Monday, May 29, 2017

REVIEW: Captain Underpants


Captain Underpants is a series of superhero novels featuring loads and loads of potty humor, and it’s something I have fond memories of from my childhood. When I was first dating Katrina I was surprised to find out that Captain Underpants was her little brother’s favorite books. Who knew they would still be around after 20 years? The most popular book series at the Scholastic Book Fair is not only still popular with elementary schoolers, it’s the inspiration for a feature-length animated film released by DreamWorks Animation.



Based on the worldwide sensation and bestselling book series, and boasting an A-list cast of comedy superstars headed by Kevin Hart and Ed Helms, DreamWorks Animation brings audiences the long-awaited global movie event, Captain Underpants: The First Epic Movie. This raucously subversive comedy for the entire family tells the story of two overly imaginative pranksters named George and Harold, who hypnotize their principal into thinking he’s a ridiculously enthusiastic, incredibly dimwitted superhero named Captain Underpants.

My first big fear about this movie when I saw the trailers and posters was that it was CGI. Aside from the overabundance of CGI that looks the same in all kids movies, Captain Underpants captured a sense of childlike wonder on the page that would’ve been better suited for a 2D style animation inspired by George and Harold’s comic books. I went in expecting to only see that sort of thing in the end credits.

However, I was thoroughly surprised to see 2D doodle style scenes takeover the opening prologue and several other sequences throughout. And the 3D animation doesn’t have the “looks the same in all kids movies” problem. Certain effects, like wind wooshes and sweat beads, actually have a weird 2D look to them. There’s even a weird live-action puppet scene with crazy backgrounds.


The humor is what really drives the plot of the movie. Literally. It’s a major plot point that George and Harold’s friendship is defined by their joined sense of humor and comedy stylings, which is what makes them such great friends. I really expected the film to go down usual buddy movie route with them getting in a fight and splitting up or something. However, the main arc was actually about the two being torn apart and finding each other again. And even when their sense of humor is literally destroyed, their bond is strong enough to unite them together in the one thing that can never rip them apart: their love of toilet humor.

Interestingly, the movie finds a good balance when it comes to its use of toilet humor. The books get an undeserved bad rap when it comes to this. The covers and titles and main plots usually involve some kind of farting man or poop monster, but I don’t remember the books being nonstop potty jokes. The film captures this perfectly, with only certain sequences dedicated to precise, well-crafted jokes. In fact, there are some self-aware moments where George and Harold are called out and even reference their dependence on jokes about vomit and poop.

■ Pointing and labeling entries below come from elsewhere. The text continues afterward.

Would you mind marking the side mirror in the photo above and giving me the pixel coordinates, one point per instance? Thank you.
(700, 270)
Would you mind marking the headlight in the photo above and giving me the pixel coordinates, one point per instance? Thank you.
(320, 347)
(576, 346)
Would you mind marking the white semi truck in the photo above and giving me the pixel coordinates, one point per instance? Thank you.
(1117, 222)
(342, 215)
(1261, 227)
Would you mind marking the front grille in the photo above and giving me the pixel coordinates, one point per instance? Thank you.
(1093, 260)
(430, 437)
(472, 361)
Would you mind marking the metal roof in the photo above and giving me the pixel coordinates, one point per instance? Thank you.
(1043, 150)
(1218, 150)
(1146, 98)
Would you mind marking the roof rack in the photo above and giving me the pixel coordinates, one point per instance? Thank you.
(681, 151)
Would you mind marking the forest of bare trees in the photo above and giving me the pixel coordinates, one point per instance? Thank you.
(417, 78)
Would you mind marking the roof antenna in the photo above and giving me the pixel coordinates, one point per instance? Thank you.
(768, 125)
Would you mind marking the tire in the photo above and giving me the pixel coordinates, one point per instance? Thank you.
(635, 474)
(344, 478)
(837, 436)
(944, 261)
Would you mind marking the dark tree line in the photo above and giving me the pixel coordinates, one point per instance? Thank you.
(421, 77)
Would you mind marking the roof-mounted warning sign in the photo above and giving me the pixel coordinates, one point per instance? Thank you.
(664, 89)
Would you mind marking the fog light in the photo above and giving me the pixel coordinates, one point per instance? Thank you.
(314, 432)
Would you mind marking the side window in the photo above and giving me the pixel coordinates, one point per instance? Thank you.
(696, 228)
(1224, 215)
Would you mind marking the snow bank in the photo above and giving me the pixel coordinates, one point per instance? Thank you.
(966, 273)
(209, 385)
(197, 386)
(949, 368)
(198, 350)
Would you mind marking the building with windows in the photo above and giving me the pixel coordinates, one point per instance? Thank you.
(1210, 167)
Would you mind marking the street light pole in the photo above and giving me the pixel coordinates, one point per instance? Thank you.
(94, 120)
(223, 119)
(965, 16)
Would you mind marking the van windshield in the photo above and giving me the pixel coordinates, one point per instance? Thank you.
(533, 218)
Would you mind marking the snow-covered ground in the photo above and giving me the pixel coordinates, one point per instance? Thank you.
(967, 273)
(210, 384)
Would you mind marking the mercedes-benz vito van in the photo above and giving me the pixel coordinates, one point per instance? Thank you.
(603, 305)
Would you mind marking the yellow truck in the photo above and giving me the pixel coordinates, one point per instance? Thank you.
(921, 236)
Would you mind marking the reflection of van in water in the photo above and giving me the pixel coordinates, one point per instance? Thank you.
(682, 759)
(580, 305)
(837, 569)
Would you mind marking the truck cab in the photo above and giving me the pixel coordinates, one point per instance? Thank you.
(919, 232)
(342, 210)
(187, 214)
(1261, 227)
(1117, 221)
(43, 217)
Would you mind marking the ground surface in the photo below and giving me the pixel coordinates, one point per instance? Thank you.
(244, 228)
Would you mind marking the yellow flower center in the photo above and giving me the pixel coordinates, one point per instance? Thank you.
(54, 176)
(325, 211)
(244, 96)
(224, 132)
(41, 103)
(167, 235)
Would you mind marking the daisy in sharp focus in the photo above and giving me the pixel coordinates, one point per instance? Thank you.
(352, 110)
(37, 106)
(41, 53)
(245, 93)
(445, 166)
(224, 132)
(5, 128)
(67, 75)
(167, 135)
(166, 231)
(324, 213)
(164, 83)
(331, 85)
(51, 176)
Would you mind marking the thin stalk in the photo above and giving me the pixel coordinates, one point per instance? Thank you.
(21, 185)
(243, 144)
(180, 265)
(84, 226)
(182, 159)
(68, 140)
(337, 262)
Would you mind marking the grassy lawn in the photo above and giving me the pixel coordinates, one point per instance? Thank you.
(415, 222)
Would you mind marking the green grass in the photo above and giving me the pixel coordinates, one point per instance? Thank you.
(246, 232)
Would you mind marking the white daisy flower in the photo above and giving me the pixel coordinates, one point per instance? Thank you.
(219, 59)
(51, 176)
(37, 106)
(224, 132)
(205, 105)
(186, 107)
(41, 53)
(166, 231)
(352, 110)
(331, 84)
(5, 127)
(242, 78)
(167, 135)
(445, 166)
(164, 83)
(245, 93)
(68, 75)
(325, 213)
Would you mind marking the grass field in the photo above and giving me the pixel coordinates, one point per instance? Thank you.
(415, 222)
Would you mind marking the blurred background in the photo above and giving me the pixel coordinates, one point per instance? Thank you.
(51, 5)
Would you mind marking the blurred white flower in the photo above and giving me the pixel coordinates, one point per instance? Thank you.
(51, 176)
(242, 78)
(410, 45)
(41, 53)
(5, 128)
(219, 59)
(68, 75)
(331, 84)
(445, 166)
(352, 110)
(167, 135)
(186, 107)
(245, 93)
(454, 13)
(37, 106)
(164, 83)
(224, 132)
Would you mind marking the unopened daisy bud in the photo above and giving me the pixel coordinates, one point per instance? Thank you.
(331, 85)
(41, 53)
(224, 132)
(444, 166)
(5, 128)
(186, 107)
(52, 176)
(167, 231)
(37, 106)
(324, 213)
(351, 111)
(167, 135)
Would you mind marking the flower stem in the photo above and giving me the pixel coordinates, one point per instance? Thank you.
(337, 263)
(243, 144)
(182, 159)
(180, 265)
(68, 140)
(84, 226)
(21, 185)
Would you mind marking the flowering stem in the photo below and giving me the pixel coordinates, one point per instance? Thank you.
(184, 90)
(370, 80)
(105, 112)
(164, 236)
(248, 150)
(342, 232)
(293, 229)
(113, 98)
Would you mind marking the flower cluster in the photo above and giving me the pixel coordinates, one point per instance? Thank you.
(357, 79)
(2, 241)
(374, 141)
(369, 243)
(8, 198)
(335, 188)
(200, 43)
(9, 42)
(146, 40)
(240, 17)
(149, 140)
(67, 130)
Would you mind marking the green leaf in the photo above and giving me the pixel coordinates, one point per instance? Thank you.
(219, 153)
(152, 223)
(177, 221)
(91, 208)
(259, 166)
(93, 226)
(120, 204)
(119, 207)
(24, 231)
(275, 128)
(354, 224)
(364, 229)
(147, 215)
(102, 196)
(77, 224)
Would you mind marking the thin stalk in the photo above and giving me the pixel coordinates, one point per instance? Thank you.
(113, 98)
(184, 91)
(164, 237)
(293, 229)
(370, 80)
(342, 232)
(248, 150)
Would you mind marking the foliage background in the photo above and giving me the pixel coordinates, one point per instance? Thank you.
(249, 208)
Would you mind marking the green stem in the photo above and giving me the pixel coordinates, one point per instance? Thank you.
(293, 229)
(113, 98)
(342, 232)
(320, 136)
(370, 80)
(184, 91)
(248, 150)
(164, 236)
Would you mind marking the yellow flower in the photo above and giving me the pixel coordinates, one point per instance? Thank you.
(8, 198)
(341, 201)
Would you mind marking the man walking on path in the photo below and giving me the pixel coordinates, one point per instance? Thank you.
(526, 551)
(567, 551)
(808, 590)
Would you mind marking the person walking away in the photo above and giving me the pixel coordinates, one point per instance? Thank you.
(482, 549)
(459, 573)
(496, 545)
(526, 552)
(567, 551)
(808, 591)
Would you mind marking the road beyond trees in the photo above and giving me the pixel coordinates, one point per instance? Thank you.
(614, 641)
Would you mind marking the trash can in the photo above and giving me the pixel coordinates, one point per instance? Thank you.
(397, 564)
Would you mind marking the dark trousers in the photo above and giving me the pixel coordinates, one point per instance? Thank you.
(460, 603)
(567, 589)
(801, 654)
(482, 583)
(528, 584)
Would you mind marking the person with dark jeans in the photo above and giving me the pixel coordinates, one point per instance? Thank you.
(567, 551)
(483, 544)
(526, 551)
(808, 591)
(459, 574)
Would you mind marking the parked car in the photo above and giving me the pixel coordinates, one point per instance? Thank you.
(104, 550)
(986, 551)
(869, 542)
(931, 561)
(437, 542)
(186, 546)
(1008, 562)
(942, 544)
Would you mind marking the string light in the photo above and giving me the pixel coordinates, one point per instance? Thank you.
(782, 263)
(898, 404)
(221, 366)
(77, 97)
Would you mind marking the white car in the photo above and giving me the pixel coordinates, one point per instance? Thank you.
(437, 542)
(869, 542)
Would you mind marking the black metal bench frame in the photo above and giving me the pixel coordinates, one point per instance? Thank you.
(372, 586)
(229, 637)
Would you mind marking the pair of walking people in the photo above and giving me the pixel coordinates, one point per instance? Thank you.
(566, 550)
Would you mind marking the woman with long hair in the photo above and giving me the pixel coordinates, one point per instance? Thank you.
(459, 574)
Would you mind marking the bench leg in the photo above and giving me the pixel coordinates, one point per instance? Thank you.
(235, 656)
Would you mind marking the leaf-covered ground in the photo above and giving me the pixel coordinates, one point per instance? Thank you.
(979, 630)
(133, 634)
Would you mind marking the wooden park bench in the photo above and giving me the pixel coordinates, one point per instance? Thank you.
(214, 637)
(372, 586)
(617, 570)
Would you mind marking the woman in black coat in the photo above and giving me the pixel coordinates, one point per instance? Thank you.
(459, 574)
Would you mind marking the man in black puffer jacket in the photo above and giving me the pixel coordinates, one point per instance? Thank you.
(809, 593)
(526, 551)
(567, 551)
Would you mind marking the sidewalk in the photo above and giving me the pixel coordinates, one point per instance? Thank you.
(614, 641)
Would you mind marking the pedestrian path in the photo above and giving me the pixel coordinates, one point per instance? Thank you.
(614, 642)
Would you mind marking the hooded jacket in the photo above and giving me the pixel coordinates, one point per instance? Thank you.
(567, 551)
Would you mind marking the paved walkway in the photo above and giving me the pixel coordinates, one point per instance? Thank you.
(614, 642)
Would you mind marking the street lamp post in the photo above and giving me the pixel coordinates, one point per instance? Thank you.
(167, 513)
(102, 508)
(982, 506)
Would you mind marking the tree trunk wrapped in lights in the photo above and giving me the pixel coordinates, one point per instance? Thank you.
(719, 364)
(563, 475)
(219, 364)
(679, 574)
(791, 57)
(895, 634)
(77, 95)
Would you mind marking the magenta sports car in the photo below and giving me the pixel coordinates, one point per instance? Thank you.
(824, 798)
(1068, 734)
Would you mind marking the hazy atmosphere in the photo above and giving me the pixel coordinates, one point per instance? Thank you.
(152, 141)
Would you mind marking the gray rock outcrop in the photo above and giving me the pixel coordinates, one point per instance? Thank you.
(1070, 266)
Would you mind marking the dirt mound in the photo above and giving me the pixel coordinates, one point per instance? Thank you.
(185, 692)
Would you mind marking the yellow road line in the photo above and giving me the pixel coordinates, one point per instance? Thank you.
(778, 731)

A movie about a superhero in his underwear who fights a giant toilet controlled by a guy named Poopypants could’ve easily had some really, really bad jokes. Captain Underpants had me laughing throughout with its perfectly timed, but not overdone, fart jokes. And of course, there are plenty of “jokes only adults would get” that you see in all kids movies these days. While this film is definitely “made for kids” it’s not something older fan of films like The LEGO Batman movie wouldn’t love.


Captain Underpants is a fantastic film that doesn’t fall into any of the problems plaguing modern kids animation. Its art style is unique and not without its own creative twists, the story of two friends united by laughter is full of heart, and the self-aware treatment of the franchise’s well-known potty humor makes it one of the best films about a guy wearing underwear that has ever been made.